Finding Out When A Process Has Finished?

Problem

I have an application which basically runs lots of UNIX programs remotely, using the Telnet protocol. For each program it remotely executes, it stores the process ID (PID) for that process.

At regular intervals, I would like my application to take the PID for every process still running and find out if it is still running, or if it has terminated.

Solution

What is the most elegant, or the cleanest way of finding out whether a process is still running? Bear in mind that it is a program doing the checking, not a human!

My idea was simply to execute a "ps -p <PID>" command for every PID and if there are no entries, the process has terminated, otherwise it must still be running.

What do you think? Thankyou very much.

Yes , with ps -ef you can check the proccess fine. Also consider 'top'. It is an application that will tell you alot about applications running.

ps and top require a nontrivial amount of resources to run. And then you still must parse the output. The cheapest way to see if a process is running is via the kill() system call. If you call kill with signal set to zero, error checking is performed but no signal is actually sent.

This works from the shell as well. You can do "kill -0 $pid" and then check the return code. If it worked, the process is still alive.

Thanks for your tips! I have one more query concerning PIDs:

On a typical UNIX machine (whatever that is!), how often is a specific PID likely to be allocated to a process? Of course, this will depend on the number of processes running, but I was just curious to see if there is a chance that during the time between my checks to see if processes are running, one of my processes terminates and it's PID is actually applied to a new process, thus giving my application the impression that the terminated process is still running, when in fact it has finished & the PID being searched for actually belongs to a completely different process!

My application is currently checking all PIDs at 5-minute intervals, so in the worst case scenario, the same PID would have to be allocated within a time-frame of 4:59 minutes. This seems unlikely.

Pid's in unix go up to 32,000 then they recycle. In a multi-processor environment it is common for each cpu to grab 5 or 10 pid's at a time to reduce spinlocking so you can't expect them to be allocated in order.

I hope that you are not running this as root! Assuming that you are running as an ordinary user there is no problem. If another user allocates the same pid, your process will not succeed in invoking a kill system call against it. You can only kill your own processes unless you're root.

No problems - I am connecting to and running all commands as a standard UNIX user.

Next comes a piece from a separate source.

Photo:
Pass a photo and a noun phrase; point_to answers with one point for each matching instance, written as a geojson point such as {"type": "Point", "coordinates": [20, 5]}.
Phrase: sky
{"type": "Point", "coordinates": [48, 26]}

I have one final query concerning PIDs and use of the ksh ! variable :

90% of the time, when I parse the output of a "echo $!" command, I correctly obtain the PID number. However, sometimes the value of the ! variable is echoed back as:

"[1] 12766"

where 12766 is the PID.

Does anyone know why i get this strange prefix? I will have to change the way I parse the echo of the ! variable now, because I only want the PID, not the bracketed number 1.

many thanks.